Il Natale, quell'anno, si infiltrò a Londra senza che io me ne accorgessi, tutt'ad un tratto, rendendola ancora più incantevole. All'improvviso, dalla sera alla mattina, le strade furono riempite di luci graziose e decorazioni varie, che scaldavano il cuore ai passanti. I bambini, ai quali finalmente la scuola aveva concesso dei giorni di vacanza, diffondevano gioia ed armonia in ogni dove; dovunque andassi, ne incontravo uno: c'era chi usciva a passeggiare con i genitori, chi andava nelle piazze per incontrare uno dei tanti uomini travestiti da San Nicola, che dietro compenso scattavano con loro delle fotografie, e chi invece giocava nei parchi innevati a palle di neve. Con i loro sorrisi smaglianti e la loro sconfinata tenerezza infondevano - forse involontariamente - allegria a chiunque li osservasse, inviando a costui un messaggio ben preciso: quello di essere più buoni. Solo in quei giorni la città si animava, prendeva vita; fare del bene veniva quasi naturale, così come sorridere ed essere contento. Tutti lo erano: si leggeva nei loro sguardi. I lunghi viali londinesi erano pieni di coppie che camminavano mano nella mano, di nonni con i nipotini, di ragazzi e ragazze che non vedevano l'ora di potersi godere le feste eccetera, eccetera. Il gelo, poi, non faceva altro che sigillare il tutto, conferendo allo scenario un'atmosfera più suggestiva.

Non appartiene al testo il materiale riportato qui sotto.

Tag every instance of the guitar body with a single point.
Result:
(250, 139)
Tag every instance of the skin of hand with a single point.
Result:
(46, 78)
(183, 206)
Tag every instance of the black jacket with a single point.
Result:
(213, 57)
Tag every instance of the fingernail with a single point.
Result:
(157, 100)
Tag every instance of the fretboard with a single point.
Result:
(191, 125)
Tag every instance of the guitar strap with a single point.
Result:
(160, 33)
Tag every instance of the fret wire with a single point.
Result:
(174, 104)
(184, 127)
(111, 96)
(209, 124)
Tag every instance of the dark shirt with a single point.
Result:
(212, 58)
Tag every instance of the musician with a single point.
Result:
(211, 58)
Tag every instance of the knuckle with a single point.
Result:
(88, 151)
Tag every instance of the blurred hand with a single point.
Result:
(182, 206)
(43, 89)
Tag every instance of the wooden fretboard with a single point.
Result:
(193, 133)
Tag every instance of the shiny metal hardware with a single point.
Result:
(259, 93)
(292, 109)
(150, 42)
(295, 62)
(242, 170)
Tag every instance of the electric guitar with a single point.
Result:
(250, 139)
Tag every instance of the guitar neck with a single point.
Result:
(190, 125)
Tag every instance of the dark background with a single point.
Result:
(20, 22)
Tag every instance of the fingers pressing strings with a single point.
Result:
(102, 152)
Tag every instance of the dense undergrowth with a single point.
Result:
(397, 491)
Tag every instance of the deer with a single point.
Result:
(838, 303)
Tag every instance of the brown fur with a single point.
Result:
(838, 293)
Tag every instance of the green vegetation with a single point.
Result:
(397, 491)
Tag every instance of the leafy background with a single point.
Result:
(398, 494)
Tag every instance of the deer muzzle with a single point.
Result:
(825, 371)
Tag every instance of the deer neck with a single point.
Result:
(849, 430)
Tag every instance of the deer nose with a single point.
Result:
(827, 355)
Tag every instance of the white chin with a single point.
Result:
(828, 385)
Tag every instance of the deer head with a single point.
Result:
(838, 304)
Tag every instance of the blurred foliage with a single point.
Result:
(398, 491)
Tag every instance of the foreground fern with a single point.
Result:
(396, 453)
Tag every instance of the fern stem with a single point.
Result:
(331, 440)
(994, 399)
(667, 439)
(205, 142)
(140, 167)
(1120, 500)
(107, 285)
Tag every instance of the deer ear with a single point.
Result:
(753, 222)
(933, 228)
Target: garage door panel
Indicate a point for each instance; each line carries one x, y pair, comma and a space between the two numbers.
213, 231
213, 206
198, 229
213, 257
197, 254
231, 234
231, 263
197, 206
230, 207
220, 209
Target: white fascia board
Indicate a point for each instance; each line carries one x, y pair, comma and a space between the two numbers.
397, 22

Io avrei tanto voluto poter prendere parte a quella gioia collettiva, ma fu il mio cuore tutto frantumato ad impedirmelo. Ero troppo giù di morale per avere la forza di far scivolare in secondo piano i miei sentimenti e godermi il Natale, così il 24 decisi di trascorrere l'intera giornata al fianco di mio nonno, intento ad aiutarlo a fronteggiare l'elevatissimo numero di clienti che all'ultimo istante si erano accorti di dover comperare un altro regalo. Iniziammo a lavorare alle otto e mezza e fino alle sette non avemmo neanche un minuto di pace, tanta era la gente. Un incasso del genere nonno non lo aveva avuto da almeno un paio di anni. Alle sette e mezza gli dissi di incominciare ad avviarsi verso casa dei miei genitori dove a breve mi sarei recato anche io per cenare con la mia famiglia, io nel frattempo avrei controllato qualche scartoffia e rimesso a posto il locale. Ero completamente assorto nei miei pensieri, quando qualcuno bussò alla vetrina; meravigliato e confuso, andai ad aprire la porta d'ingresso, che avevo precedentemente chiuso a chiave. Inizialmente non vidi nessuno, se non un signore vestito di nero poggiato contro la fiancata di una macchina blu che sul momento non riconobbi, poi, però, una vocina dolce richiamò la mia attenzione e, voltatomi, vidi Avery. Indossava un cappotto di alta sartoria ed un paio di ballerine abbinate che la facevano sembrare una bambola, in testa portava un berretto nero con stampato il logo della birra Heineken dal quale spuntavano due lunghe e belle trecce. Se non fosse stato per il berretto - a mio avviso molto azzeccato e carino - non l'avrei riconosciuta.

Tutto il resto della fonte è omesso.